Snowflake-specific utility macros for dbt projects.
Apache License 2.0
107 stars 37 forks source link

Tagging is too distinct from model building #38

Open BeadW opened 1 year ago

BeadW commented 1 year ago

The current implementation of snowflake tagging runs as a post run hook. (https://github.com/Montreal-Analytics/dbt-snowflake-utils#snowflake_utilsapply_meta_as_tags-source)

This works however there are some ways we can improve it.

Limitations (not exhaustive) of the current approach:

  1. Unable to fail fast - A typical failure mode is that the yaml doesn't accurately match the model output causing tagging to throw a snowflake error. This error isn't known until all models have run causing a delay and leaving models in an undefined state.
  2. Failures aren't able to be rolled back - Because the tagging isn't part of the same transaction we can't roll back when a failure occurs.
  3. Process is slow - A post run hook is single threaded, given we are applying tags to models which are mutually exclusive by their nature a multi threaded approach would be more performant.

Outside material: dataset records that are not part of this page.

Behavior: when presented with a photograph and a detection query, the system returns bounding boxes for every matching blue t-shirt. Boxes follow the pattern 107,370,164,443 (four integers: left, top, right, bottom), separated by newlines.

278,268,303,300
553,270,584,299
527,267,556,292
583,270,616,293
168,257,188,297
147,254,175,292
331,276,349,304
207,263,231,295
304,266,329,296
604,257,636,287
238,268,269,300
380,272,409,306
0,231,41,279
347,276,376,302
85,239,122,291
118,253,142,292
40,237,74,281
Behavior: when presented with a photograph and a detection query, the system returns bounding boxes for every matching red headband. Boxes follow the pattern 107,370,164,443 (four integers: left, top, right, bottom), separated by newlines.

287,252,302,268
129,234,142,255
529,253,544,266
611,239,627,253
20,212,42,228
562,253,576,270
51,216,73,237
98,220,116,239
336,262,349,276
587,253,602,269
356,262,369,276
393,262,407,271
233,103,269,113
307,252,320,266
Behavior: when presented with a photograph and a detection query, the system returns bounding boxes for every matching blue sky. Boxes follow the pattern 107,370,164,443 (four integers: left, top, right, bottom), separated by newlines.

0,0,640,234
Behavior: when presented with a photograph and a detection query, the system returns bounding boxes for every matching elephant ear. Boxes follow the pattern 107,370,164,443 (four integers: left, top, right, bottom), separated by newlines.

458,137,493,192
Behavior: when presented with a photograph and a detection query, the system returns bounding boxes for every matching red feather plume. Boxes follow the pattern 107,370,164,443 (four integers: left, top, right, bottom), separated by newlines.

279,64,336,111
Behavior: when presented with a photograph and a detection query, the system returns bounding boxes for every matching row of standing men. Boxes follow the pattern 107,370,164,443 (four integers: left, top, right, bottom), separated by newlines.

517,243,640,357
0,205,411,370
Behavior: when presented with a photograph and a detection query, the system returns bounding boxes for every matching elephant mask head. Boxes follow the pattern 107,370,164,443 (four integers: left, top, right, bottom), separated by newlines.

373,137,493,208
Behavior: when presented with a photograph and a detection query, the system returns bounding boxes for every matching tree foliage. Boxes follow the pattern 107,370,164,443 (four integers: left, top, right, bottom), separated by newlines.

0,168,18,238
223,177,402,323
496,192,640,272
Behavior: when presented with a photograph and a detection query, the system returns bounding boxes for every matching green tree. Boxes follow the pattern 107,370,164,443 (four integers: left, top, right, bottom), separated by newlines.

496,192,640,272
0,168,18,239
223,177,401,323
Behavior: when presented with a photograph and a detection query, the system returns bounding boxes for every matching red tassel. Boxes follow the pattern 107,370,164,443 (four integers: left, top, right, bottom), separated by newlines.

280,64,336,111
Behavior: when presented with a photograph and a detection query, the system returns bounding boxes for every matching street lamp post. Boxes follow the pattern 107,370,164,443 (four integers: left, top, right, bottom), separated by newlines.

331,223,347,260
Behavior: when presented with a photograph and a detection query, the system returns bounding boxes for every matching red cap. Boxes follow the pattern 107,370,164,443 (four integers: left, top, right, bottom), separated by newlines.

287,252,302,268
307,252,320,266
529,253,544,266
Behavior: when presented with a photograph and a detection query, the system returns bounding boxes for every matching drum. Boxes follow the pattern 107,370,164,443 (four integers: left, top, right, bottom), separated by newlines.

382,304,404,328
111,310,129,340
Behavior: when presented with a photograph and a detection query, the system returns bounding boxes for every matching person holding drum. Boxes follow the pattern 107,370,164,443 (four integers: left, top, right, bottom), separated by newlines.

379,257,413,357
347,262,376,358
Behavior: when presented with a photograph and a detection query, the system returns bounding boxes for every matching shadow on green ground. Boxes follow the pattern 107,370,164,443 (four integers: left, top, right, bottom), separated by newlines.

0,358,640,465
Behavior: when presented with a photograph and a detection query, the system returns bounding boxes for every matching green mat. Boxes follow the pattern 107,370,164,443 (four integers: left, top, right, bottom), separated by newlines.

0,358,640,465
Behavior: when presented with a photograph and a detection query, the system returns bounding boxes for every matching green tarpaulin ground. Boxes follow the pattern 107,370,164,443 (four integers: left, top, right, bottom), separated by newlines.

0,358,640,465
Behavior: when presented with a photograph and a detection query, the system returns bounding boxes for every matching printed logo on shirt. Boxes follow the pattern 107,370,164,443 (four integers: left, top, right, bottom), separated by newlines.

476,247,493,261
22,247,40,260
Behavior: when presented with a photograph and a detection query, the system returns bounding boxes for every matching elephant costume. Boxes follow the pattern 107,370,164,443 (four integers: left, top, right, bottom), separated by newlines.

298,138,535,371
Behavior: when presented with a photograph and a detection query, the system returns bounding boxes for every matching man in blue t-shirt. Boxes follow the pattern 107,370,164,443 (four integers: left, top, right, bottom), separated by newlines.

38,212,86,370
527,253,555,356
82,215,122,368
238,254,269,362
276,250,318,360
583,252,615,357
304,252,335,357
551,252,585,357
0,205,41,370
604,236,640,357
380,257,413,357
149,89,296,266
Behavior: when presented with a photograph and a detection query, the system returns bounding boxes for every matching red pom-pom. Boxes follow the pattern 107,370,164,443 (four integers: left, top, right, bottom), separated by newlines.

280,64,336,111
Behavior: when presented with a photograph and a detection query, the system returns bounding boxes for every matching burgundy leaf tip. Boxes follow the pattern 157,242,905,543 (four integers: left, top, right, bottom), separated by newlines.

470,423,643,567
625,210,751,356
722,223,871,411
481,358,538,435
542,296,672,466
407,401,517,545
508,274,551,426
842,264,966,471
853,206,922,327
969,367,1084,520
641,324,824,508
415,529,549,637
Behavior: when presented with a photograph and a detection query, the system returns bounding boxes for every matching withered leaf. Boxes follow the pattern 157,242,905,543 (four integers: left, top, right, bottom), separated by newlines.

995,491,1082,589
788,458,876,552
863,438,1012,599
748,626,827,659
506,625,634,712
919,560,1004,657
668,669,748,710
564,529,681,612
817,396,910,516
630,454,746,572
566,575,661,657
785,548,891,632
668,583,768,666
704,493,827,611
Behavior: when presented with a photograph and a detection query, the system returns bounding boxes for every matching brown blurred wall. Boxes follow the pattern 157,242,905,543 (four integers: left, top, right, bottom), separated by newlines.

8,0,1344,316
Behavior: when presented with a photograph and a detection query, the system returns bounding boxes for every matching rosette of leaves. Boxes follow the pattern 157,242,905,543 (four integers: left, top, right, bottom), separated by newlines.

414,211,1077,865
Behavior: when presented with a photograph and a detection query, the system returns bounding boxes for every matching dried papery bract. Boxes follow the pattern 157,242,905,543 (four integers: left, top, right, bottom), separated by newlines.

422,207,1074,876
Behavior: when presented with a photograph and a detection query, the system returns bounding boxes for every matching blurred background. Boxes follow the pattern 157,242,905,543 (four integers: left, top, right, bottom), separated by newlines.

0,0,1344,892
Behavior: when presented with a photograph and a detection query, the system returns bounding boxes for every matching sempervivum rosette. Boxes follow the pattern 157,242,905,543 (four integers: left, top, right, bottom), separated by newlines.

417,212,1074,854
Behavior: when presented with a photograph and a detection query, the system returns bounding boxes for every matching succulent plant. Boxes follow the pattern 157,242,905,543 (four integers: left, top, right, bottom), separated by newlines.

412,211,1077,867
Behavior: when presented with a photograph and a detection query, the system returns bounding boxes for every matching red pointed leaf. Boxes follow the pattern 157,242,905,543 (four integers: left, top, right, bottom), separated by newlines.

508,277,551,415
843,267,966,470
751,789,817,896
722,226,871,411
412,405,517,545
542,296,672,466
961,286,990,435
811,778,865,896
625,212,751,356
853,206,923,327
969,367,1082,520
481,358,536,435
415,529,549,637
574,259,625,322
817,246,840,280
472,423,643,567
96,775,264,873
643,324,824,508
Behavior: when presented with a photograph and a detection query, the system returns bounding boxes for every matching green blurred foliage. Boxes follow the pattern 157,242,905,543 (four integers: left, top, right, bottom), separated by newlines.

I propose that we move to a post hook which runs as part of the model transaction. This means that tagging should occur as part of the model build transaction and dbt will automatically multi thread it according to the threading settings of the project.

I have a proof of concept to demonstrate this works and am happy to provide that and work toward a more feature complete version if this approach is to be adopted.

jamesweakley commented 1 year ago

Hi @BeadW , There is definitely already some interest in shifting it to the model level. If you have an alternate macro we could add into the mix, it would definitely be welcome. We would probably keep it as two different macros so that people can choose which method to use.

kanomaxb commented 1 year ago

I would add another reason:

  1. For tag-based masking policy the time between creating a table and masking its data needs to be minimal.